La campagna vaccinale per i dipendenti, dove lavoro, stava per concludersi. Forse con ingenui pretesti e speranze da illusi, mi convinsi che la cosa più conveniente da fare era partecipare, per evitare di dover far test ogni settimana o peggio di dover fare il vaccino obbligatoriamente in futuro. In fondo non sono mai stata contraria per principio ai vaccini. Ma sono avversa alla politica e al business non troppo pulito che ci stanno dietro. Non ho mai fatto un vaccino che non sia stato obbligatorio, come ad esempio quello dell’influenza vaccinale. Non ne ho mai sentito l'esigenza. Credo che la cosa più importante infatti sia salvaguardare e potenziare il proprio sistema immunitario in maniera naturale. Non ho fatto fare vaccini non obbligatori a mia figlia. E quando si è ammalata ho potuto constatare che mia figlia è sana, come del resto la maggior parte dei bambini dovrebbe esserlo, visto che solitamente i bambini sani non sviluppano complicanze dopo una malattia, quale ad esempio la varicella. Ma in questo periodo anche prendersi un raffreddore è considerato una malattia.

Ho aderito a questo nuovo vaccino, sentendomi parte di una sperimentazione.
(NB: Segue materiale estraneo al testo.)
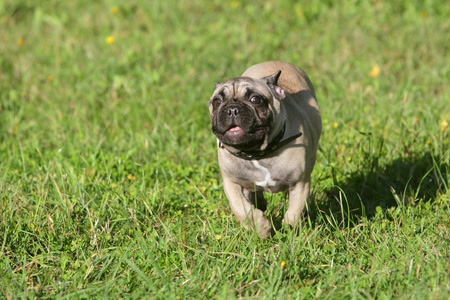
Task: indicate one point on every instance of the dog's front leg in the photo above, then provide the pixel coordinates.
(245, 211)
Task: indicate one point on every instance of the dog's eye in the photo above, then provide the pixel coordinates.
(255, 100)
(217, 102)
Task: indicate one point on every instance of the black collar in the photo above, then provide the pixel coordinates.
(272, 147)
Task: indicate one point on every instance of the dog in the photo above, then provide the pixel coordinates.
(267, 124)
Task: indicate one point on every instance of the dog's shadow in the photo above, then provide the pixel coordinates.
(403, 182)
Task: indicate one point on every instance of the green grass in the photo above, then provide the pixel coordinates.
(109, 181)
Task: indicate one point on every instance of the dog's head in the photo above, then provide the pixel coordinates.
(244, 111)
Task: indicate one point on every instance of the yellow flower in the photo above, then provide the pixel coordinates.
(444, 124)
(375, 71)
(110, 39)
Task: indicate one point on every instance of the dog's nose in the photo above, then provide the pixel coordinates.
(233, 111)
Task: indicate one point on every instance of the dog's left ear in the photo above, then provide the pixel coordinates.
(272, 81)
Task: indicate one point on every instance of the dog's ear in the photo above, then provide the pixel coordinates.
(272, 82)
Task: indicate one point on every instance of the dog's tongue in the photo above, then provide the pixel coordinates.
(233, 129)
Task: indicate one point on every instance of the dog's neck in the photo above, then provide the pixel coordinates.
(274, 145)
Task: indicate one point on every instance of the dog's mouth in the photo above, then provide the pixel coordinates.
(236, 130)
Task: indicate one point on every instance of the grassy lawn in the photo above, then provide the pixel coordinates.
(109, 181)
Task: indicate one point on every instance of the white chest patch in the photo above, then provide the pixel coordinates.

Partecipo non perché penso sia importante per la mia salute (al contrario, su quello ho dei dubbi), ma partecipo solo perché gli altri credono sia importante, sperando che faccia loro bene, e che mi facciano vivere la mia vita in santa pace, senza costringermi ad andare dal medico o dal farmacista per testarmi regolarmente e senza che mi vedano come una criminale.  

Non partecipo a questa campagna come se fossi una pecora (non lo sono mai stata), ma partecipo come chi sale in fretta disperato su un treno che sta per partire e che non sa dove lo porterà, ma lo prende lo stesso perché sente di non aver alternative migliori.  Tutti dicono che quel treno è il treno della speranza. Io temo che quello invece sia il treno verso l’inferno. Ma di fatto nessuno conosce la verità, che solo alla fine del viaggio sarà nota.  E per questo prendo il treno, forse ingannando me stessa che mi sbagliavo e che invece dovrei fidarmi degli altri. Ma alla prima stazione barcollo. Sono talmente confusa e stanca che anziché avere la forza di tornare alla vita sociale ho un solo desiderio: sparire.